Assistant professor Luis Martinez, from the University of Chicago, used satellite imagery to determine the brightness of a country’s lights at night, which strongly correlates with economic activity. In growing economies, more areas are lit up over time, whereas regions of conflict are darker, according to the IMF. Martinez found that even with the same amount of night-time light growth, autocracies reported higher GDP than democracies.

On average, autocratic countries reported GDP growth of 147%. But satellite data puts that GDP growth closer to 76%. Further research shows that differences between reported numbers and satellite data were more prevalent in more-easily manipulated figures like investment and government spending.

Only five democratic countries appeared on the list of the 20-fastest growing economies between 1992 and 2013, according to official numbers.
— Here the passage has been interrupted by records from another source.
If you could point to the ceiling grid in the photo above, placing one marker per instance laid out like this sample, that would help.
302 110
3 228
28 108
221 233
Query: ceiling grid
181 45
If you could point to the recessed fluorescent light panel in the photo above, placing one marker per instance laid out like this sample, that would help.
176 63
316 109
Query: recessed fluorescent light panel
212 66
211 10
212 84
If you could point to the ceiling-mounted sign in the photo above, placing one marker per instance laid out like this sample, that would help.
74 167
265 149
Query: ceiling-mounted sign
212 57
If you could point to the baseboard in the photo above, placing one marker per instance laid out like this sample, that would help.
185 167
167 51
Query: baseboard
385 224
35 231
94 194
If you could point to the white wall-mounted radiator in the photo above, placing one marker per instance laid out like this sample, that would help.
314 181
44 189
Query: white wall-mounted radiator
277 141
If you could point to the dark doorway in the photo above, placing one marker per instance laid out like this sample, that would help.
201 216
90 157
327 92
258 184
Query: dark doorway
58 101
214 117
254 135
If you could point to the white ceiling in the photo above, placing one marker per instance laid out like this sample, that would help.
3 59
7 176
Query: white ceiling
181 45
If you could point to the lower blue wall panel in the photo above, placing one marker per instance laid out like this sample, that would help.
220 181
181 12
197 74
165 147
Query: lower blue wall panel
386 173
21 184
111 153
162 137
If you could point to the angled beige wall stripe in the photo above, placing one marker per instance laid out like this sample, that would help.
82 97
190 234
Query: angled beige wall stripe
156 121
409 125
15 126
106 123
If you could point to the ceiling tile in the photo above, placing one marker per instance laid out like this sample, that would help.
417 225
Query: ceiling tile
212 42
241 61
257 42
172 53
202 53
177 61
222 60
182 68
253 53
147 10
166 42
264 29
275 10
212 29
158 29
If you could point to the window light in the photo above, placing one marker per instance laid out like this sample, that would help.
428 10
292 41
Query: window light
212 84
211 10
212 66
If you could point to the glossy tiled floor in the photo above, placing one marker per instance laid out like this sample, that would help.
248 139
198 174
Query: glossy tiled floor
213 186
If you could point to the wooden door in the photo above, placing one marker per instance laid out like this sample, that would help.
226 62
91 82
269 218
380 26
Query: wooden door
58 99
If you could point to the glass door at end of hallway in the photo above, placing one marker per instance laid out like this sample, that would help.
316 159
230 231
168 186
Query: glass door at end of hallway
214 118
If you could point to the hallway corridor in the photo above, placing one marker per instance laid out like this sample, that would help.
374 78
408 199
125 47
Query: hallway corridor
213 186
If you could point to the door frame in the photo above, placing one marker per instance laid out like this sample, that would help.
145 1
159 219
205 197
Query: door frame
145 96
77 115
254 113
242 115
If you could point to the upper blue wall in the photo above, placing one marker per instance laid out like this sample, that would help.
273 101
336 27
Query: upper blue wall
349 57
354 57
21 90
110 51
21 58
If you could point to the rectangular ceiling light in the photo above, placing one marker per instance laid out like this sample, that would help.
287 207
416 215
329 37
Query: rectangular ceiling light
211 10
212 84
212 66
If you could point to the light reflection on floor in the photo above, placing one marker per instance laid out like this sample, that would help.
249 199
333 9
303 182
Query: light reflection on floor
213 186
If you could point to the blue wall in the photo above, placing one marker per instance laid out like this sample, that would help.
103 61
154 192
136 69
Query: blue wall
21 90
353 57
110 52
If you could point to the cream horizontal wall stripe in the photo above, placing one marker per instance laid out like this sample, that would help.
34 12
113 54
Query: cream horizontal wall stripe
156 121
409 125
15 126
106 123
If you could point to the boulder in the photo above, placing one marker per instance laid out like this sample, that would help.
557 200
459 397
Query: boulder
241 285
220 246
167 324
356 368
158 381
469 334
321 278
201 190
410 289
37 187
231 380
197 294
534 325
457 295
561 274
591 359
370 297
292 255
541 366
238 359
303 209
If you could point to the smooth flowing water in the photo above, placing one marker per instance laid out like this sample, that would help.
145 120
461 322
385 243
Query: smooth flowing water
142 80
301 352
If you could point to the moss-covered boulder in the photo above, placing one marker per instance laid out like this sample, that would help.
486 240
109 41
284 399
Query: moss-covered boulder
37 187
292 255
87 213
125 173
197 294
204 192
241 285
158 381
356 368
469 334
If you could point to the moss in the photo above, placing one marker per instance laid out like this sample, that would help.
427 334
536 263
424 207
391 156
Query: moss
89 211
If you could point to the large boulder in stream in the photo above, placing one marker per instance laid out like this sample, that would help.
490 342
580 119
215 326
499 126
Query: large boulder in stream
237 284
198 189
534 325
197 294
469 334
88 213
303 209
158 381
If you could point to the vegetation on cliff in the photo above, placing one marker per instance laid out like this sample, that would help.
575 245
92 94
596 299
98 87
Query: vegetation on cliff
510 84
“If we rely only on the self-reported data, we’d conclude that autocracies are dramatically outperforming democracies economically,” said Martinez in an interview. “But when you adjust the data based on my model, you get a much more nuanced picture: Democratic countries actually account for 10 of the 20 fastest-growing economies.”

Climate Implications Driving Changes in Cryptocurrency Mining

While Bitcoin-related emissions hit an all-time high in 2021, they dropped 14% this year.

Source: Financial Review

Bitcoin’s impact on the environment is equivalent to gold mining, say researchers from the University of Cambridge. The process of mining Bitcoins uses large amounts of electricity, primarily from fossil fuels like coal and natural gas. Because of these fossil fuels, Bitcoin mining contributed 0.1% to total global emissions in 2019, similar to that of countries like Chile or Bahrain. While Bitcoin-related emissions hit an all-time high in 2021, they dropped 14% this year. The decline is due to a significant decrease in mining profitability (and therefore energy use).

But other experts say that cryptocurrency’s climate impact is less like gold mining and more like beef production, according to a new paper from the University of New Mexico. The researchers estimated that every Bitcoin mined in 2021 under the proof of work method added 113 metric tons of carbon dioxide to the atmosphere — a 126-fold increase from the 0.9 metric tons per Bitcoin in 2016. In contrast, blockchain competitor Ethereum claims to have reduced its energy consumption by 99% by switching from proof-of-work to the proof-of-stake model.

“We find no evidence that Bitcoin mining is becoming more sustainable over time,” said UNM associate professor of economics Benjamin A. Jones in a press release. “Rather, our results suggest the opposite: Bitcoin mining is becoming dirtier and more damaging to the climate over time.”